请参照github安装[paddlepaddle](https://github.com/PaddlePaddle/Paddle)和[paddleslim](https://github.com/PaddlePaddle/PaddleSlim)。

## 使用

训练前：
- 训练数据下载后，可以通过重写../imagenet_reader.py文件，并在train.py/evaluate.py文件中调用实现。
- 开发者可以通过重写paddleslim.dygraph.prune.unstructured_pruner.py中的UnstructuredPruner.mask_parameters()和UnstructuredPruner.update_threshold()来定义自己的非结构化稀疏策略（目前为剪裁掉绝对值小的parameters）。
- 开发可以在初始化UnstructuredPruner时，传入自定义的skip_params_func，来定义哪些参数不参与剪裁。skip_params_func示例代码如下(路径：paddleslim.dygraph.prune.unstructured_pruner._get_skip_params())。
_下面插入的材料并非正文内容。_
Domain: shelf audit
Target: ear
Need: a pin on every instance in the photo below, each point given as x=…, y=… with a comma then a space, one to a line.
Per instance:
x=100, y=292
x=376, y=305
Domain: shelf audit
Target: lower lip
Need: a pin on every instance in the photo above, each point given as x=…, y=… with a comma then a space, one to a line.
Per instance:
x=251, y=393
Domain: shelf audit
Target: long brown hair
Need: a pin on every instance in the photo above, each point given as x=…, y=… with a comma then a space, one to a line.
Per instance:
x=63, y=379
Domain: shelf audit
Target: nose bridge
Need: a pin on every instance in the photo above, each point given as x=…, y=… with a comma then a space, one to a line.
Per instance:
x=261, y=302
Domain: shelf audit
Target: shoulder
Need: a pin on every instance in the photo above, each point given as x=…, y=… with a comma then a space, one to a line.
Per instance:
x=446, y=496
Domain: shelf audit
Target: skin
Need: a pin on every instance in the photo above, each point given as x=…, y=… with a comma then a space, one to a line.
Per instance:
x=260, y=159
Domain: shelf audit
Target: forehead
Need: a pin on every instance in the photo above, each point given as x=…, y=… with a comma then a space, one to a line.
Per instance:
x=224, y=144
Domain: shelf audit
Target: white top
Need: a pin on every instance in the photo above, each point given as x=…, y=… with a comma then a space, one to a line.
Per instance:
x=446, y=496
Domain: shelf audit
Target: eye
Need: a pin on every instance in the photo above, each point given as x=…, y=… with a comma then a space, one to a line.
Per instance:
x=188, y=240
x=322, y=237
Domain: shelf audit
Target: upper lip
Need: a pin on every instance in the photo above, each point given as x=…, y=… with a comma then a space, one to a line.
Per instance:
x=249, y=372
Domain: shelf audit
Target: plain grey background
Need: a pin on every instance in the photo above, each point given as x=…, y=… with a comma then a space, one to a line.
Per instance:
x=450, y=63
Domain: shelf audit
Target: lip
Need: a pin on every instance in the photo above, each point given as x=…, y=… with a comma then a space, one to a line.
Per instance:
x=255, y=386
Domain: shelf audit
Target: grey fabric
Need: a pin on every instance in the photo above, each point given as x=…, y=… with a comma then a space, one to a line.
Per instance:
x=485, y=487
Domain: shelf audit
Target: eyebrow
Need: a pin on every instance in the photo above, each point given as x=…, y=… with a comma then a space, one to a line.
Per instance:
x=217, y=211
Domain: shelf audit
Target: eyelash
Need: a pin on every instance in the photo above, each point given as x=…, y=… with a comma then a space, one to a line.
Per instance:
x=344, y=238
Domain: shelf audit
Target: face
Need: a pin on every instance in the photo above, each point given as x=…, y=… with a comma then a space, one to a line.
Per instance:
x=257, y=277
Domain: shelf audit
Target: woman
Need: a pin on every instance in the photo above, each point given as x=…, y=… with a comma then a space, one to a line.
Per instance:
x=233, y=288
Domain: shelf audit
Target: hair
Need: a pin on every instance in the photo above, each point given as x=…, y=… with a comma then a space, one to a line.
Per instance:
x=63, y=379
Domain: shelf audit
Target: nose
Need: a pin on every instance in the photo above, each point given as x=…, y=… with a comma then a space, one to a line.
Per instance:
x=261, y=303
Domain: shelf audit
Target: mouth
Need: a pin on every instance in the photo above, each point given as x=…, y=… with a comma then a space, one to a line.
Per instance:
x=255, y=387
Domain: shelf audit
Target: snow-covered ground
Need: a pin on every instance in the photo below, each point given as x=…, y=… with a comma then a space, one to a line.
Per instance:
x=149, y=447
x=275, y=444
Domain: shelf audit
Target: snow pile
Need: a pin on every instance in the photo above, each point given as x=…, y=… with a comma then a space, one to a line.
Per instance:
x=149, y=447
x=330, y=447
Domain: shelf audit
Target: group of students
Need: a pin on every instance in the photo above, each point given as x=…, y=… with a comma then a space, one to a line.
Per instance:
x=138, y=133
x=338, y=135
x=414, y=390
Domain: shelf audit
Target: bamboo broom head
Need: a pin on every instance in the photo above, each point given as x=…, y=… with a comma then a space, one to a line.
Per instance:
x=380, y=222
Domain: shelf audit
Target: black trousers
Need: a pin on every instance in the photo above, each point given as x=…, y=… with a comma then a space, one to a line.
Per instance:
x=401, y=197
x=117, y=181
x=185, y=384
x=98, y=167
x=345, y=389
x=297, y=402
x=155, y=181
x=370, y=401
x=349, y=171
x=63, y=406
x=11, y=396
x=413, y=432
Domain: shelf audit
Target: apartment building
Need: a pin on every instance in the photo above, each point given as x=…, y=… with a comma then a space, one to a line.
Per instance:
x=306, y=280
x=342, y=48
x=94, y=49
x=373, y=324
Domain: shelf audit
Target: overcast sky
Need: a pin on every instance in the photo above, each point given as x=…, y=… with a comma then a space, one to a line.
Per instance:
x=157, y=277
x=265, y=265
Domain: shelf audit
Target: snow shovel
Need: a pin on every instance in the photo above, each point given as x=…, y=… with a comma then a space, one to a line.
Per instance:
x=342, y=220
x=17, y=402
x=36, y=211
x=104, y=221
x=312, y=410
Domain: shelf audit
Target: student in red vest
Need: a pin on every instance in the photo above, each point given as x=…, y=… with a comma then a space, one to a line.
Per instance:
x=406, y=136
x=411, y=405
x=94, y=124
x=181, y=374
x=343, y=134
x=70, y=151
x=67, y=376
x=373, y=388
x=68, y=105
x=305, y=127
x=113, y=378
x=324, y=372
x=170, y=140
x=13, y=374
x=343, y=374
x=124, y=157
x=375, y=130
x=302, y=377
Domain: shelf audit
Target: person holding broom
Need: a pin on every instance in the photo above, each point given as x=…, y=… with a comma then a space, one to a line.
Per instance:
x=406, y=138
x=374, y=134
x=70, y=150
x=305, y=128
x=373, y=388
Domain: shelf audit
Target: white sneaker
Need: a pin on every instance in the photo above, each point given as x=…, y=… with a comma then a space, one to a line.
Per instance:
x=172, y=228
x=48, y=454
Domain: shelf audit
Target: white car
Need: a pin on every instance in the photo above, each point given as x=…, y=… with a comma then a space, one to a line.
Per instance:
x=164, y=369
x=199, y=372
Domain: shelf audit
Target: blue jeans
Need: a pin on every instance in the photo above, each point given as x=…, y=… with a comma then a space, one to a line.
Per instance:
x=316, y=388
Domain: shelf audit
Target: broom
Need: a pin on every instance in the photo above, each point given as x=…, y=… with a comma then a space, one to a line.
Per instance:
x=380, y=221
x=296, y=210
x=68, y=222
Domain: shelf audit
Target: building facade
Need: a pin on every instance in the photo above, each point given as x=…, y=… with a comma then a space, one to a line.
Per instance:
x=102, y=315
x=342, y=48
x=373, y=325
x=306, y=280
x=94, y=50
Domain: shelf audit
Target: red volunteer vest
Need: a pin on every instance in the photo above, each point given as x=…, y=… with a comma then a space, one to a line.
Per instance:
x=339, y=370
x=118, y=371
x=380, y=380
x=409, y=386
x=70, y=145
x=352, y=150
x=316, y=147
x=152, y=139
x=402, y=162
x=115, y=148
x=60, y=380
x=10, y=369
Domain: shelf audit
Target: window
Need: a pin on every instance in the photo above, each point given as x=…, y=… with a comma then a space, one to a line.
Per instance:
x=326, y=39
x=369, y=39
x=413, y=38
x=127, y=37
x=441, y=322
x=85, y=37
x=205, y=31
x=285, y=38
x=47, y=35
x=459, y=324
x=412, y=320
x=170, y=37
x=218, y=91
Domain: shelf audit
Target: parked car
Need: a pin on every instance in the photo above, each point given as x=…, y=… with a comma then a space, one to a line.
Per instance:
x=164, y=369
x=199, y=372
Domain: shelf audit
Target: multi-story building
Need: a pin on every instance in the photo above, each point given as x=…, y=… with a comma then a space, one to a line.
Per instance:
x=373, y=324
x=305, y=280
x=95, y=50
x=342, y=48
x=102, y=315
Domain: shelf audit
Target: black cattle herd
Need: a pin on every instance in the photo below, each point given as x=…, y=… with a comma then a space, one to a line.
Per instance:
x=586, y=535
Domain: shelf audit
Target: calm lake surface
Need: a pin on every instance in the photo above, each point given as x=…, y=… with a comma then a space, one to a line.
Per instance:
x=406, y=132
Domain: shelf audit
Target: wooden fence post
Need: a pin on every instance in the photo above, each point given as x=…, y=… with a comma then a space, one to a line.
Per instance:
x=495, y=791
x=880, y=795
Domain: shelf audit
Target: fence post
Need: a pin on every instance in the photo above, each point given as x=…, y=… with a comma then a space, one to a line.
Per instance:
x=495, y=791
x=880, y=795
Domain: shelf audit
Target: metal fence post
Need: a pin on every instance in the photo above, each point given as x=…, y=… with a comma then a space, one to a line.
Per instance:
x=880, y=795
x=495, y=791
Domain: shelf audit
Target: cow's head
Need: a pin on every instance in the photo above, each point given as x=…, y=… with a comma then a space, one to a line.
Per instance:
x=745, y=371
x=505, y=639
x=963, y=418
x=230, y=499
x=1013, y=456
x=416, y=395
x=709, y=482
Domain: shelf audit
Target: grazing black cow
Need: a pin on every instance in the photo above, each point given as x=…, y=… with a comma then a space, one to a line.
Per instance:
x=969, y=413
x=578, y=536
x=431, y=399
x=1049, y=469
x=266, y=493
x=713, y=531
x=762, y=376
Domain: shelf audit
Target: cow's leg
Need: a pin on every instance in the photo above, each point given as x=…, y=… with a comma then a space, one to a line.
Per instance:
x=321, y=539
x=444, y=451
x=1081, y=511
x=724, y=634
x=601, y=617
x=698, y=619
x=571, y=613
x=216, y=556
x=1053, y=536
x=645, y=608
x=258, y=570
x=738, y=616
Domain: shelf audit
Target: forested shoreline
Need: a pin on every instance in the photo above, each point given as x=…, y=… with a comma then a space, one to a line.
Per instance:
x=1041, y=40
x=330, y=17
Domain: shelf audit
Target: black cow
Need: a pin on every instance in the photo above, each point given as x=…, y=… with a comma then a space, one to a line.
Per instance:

默认为所有的归一化层的参数不参与剪裁。

```python
def _get_skip_params(model):
    """
    This function is used to check whether the given model's layers are valid to be pruned.
    Usually, the convolutions are to be pruned while we skip the normalization-related parameters.
    Deverlopers could replace this function by passing their own when initializing the UnstructuredPuner instance.

    Args:
      - model(Paddle.nn.Layer): the current model waiting to be checked.
    Return:
      - skip_params(set<String>): a set of parameters' names
    """
    skip_params = set()
    for _, sub_layer in model.named_sublayers():
        if type(sub_layer).__name__.split('.')[-1] in paddle.nn.norm.__all__:
            skip_params.add(sub_layer.full_name())
    return skip_params
```

训练：
```bash
python3 train.py --data cifar10 --lr 0.1 --pruning_mode ratio --ratio=0.5
```

推理：
```bash
python3 eval --pruned_model models/ --data cifar10
```

剪裁训练代码示例：
```python
model = mobilenet_v1(num_classes=class_dim, pretrained=True)
#STEP1: initialize the pruner
pruner = UnstructuredPruner(model, mode='ratio', ratio=0.5)

for epoch in range(epochs):
    for batch_id, data in enumerate(train_loader):
        loss = calculate_loss()
        loss.backward()
        opt.step()
        opt.clear_grad()
        #STEP2: update the pruner's threshold given the updated parameters
        pruner.step()

    if epoch % args.test_period == 0:
        #STEP3: before evaluation during training, eliminate the non-zeros generated by opt.step(), which, however, the cached masks setting to be zeros.
        pruner.update_params()
        eval(epoch)

    if epoch % args.model_period == 0:
        # STEP4: same purpose as STEP3
        pruner.update_params()
        paddle.save(model.state_dict(), "model-pruned.pdparams")
        paddle.save(opt.state_dict(), "opt-pruned.pdopt")
```

剪裁后测试代码示例：
```python
model = mobilenet_v1(num_classes=class_dim, pretrained=True)
model.set_state_dict(paddle.load("model-pruned.pdparams"))
print(UnstructuredPruner.total_sparse(model)) #注意，total_sparse为静态方法(static method)，可以不创建实例(instance)直接调用，方便只做测试的写法。
test()
```

更多使用参数请参照shell文件或者运行如下命令查看：
```bash
python train --h
python evaluate --h
```

## 实验结果 （刚开始在动态图代码验证，以下为静态图代码上的结果）

| 模型 | 数据集 | 压缩方法 | 压缩率| Top-1/Top-5 Acc | lr | threshold | epoch |
|:--:|:---:|:--:|:--:|:--:|:--:|:--:|:--:|
| MobileNetV1 | ImageNet | Baseline | - | 70.99%/89.68% | - | - | - |
| MobileNetV1 | ImageNet |   ratio  | -55.19% | 70.87%/89.80% (-0.12%/+0.12%) | 0.005 | - | 68 |
| YOLO v3     |  VOC     | - | - |76.24% | - | - | - |
| YOLO v3     |  VOC     |threshold | -41.35% | 75.29%（-0.95%） | 0.005 | 0.05 | 10w |
| YOLO v3     |  VOC     |threshold | -53.00% | 75.00%（-1.24%） | 0.005 | 0.075 | 10w |

## TODO

- [ ] 完成实验，验证动态图下的效果，并得到压缩模型。
- [ ] 扩充衡量parameter重要性的方法（目前仅为绝对值）。